Friday, August 24, 2018

Finish the Sentence Friday - Foto Share Friday

After looking through photos I finally found one that I thought might work for the Finish the Sentence Friday - Foto Share Friday, a blog hop hosted by Kristi Campbell of Finding Ninee and co-hosted by Kenya G. Johnson, of Sporadically Yours

Each week the Finish the Sentence Friday blog hop has a different challenge. The first week we are given a sentence to complete. The second week we write a listicle on a topic we are given. The third week we think about the prompt for five minutes and then write our thoughts. Lastly is the Foto Share Friday with the challenge to write about a photo. When there is a fifth Friday, we still write, but we need to check to see what Kristi and Kenya decide should be the prompt.

This photo of me was taken when I was 14 years old, that is if the film was developed soon after the picture was taken. Sometimes film would stay in the camera until all the photos were taken to complete the roll. That was a different era.

The car is a 1956 two-door, two-toned blue Buick. If I remember correctly, it was my parents' first brand new car purchase a couple of years before this photo was taken. (I'm certain it was not my idea to sit on the car, as my dad was quite proud of his car and wouldn't have appreciated me possibly scratching it. That being said, I suspect it was his idea for me to sit there for the photo.)

I am wearing what was then referred to as peddle pushers (the pants) and white tennis shoes.

In the foreground is a lavender bush. It is difficult to recognize that is what it is, but I remember how hard it was to weed around it.

On the other side of the car is the driveway leading down toward a wooden bridge spanning a creek. Beyond the driveway, where the tops of some trees can be seen in the photo, is a deep drop-off to the creek down below. Perhaps after many years of the creek meandering through the property, the hillside eroded as winter and spring flooding occurred. There were two creeks that flowed through this lower area of the property.

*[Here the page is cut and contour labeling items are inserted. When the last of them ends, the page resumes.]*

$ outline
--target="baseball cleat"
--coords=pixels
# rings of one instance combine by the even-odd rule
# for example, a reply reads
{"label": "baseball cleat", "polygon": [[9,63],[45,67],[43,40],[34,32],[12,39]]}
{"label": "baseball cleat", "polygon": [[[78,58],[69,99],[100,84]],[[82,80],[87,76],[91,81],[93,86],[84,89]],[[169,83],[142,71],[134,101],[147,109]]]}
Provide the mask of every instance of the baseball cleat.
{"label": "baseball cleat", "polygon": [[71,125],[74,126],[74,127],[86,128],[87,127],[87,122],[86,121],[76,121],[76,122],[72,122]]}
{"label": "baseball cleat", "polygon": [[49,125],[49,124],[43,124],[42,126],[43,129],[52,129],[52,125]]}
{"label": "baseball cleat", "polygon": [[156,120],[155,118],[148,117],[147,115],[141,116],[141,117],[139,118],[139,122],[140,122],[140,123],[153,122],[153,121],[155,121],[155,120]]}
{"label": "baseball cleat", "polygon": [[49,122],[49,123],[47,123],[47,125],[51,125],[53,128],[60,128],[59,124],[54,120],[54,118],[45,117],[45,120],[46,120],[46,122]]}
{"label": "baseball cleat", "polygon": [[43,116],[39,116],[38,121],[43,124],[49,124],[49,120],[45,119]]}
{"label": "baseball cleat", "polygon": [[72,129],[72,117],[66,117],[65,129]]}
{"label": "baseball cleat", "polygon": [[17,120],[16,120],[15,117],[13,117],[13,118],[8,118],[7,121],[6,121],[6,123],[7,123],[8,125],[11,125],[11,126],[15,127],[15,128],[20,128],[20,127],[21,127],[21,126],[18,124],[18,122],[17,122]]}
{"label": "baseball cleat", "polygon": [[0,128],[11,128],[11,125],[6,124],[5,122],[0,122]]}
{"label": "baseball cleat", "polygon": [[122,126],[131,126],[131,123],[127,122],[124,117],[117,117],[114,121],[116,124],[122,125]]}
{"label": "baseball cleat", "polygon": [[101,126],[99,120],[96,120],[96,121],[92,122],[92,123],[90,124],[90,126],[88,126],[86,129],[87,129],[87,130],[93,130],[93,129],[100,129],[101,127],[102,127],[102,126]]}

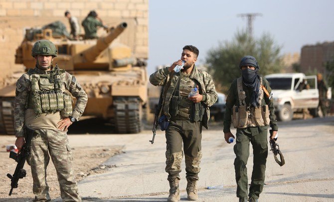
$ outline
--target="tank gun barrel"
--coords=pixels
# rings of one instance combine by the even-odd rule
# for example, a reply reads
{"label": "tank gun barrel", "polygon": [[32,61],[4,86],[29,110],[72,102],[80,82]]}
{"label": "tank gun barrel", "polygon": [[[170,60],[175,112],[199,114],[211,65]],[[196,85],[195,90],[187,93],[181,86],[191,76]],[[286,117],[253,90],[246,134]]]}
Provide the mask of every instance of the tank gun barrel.
{"label": "tank gun barrel", "polygon": [[96,44],[82,53],[86,61],[87,62],[94,61],[99,55],[107,48],[109,44],[121,34],[127,26],[128,24],[126,22],[122,22],[116,28],[112,28],[107,36],[98,38]]}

A couple of barrels on a stand are shown in front of the very old barn. The barrels contained gas for the farm equipment and sometimes for our vehicles if needed. 

There was a newer barn on the farm, so the old barn wasn't really used much as a barn. When our red 1950 Farmall tractor wasn't being used, it was parked inside it. Some odds and ends were stored in there, but not much more. Since the simple farm house had been built at the end of the 19th century, I'm guessing this structure was built then too, or even earlier. 

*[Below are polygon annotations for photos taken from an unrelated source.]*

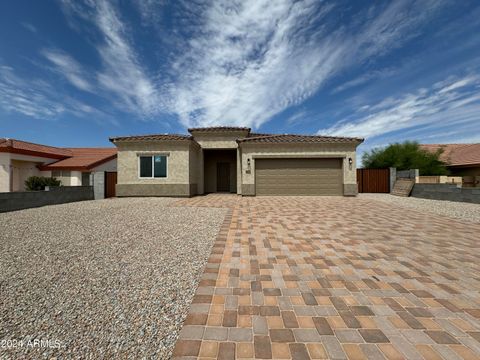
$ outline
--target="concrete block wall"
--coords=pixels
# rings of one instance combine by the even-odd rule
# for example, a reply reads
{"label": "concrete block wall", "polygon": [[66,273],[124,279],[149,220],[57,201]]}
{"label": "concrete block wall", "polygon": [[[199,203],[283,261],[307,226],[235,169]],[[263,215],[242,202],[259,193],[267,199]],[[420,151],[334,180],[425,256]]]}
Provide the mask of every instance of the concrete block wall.
{"label": "concrete block wall", "polygon": [[60,186],[48,191],[0,193],[0,212],[93,200],[92,186]]}
{"label": "concrete block wall", "polygon": [[411,196],[480,204],[480,188],[462,188],[450,184],[415,184]]}

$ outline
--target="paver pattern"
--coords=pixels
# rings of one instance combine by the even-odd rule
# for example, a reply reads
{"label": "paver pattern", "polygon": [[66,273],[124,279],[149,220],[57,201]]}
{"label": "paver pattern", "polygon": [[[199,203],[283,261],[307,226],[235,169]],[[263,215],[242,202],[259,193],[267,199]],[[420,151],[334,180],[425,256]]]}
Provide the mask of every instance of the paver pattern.
{"label": "paver pattern", "polygon": [[480,224],[361,198],[178,205],[229,212],[174,358],[480,358]]}

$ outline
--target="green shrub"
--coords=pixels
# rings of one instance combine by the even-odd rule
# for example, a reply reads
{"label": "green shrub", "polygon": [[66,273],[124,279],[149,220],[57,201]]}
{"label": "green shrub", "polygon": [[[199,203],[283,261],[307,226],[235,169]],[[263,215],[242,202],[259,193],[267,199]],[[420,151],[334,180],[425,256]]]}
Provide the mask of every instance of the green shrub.
{"label": "green shrub", "polygon": [[419,169],[422,176],[448,175],[446,164],[440,160],[442,151],[431,153],[421,149],[415,141],[405,141],[364,153],[362,163],[370,169],[395,167],[397,170]]}
{"label": "green shrub", "polygon": [[45,186],[60,186],[62,182],[54,177],[30,176],[25,180],[25,187],[28,191],[45,190]]}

My dad bought a young Belgium shepherd. When she got big enough, he had her bred and she gave birth to 14 puppies! Part of that old barn became home for them, until dad sold the pups.

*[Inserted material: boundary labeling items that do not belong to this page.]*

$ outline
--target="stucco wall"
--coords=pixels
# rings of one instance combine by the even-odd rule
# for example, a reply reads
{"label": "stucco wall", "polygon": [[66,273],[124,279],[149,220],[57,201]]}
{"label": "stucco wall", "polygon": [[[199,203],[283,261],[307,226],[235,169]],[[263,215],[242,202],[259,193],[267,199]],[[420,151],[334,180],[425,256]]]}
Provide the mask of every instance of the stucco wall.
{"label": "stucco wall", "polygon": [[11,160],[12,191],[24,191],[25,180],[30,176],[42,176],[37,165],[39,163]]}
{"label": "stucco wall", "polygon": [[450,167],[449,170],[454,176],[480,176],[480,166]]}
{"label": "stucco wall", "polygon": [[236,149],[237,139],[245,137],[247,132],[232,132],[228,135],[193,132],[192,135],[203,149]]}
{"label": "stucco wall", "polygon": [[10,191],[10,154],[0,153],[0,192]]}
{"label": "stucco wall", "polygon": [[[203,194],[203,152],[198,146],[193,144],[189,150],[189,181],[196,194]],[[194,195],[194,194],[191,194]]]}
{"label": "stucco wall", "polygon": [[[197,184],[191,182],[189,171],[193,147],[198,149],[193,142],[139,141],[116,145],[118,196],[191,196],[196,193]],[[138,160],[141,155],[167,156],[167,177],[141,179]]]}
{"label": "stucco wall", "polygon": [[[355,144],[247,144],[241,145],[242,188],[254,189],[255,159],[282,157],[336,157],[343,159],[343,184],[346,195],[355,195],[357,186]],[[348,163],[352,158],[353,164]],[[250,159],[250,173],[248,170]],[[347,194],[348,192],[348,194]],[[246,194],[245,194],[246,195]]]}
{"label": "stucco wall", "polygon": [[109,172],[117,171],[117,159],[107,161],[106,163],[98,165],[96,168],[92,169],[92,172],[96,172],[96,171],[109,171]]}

At the top of the barn's roof can be seen some fir trees off in the distance. Only part of the property had been cleared for farming. There was some pretty old timber on some of the property which brought some needed income for my parents later.


  1. On the fifth Friday we actually just share something we've already written. I think we've only done it once, and then skipped the next one because it coincided with the 4th and Kristi's big move.

    All the era's of "film" I've used many and some technology that didn't stick. I love your photo. I'm going to try to look for/use something black and white next time.

    Interesting tidbits about the photo and property. Have you ever looked on Google Earth to see what the area looks like now?

    1. Thanks, Kenya for the reminder about the 5th Friday.

      I just now used Google Earth to check out the property, but nothing beats going there in person, which I have done. I've even written a little about it. See

  2. Cool photo! I had to smile about you suspecting your dad had you sit on the car to pose for the photo because I remember how my dad was about his cars and not wanting them scratched. I miss the excitement of picking up developed photos from a roll of film but also remember how out of the 24 (was it 24??) photos, there were usually only a few good ones worth putting in albums. I enjoyed reading this!

    1. Thanks, Kristi. Yes, there were so many photos that really weren't very good back then. They did bring some laughs though.
      I'm not sure on the number of pictures one could take with a roll of film, but 24 sounds right.

  3. WOW - There's a lot more to that picture than just the black and white glance. Love it!

  4. Thanks for all the information about this photo! Was that little barn still around when I was born? I only really remember the big barn.

    1. Yes. It was still there. It may have even still been there in the early 70's.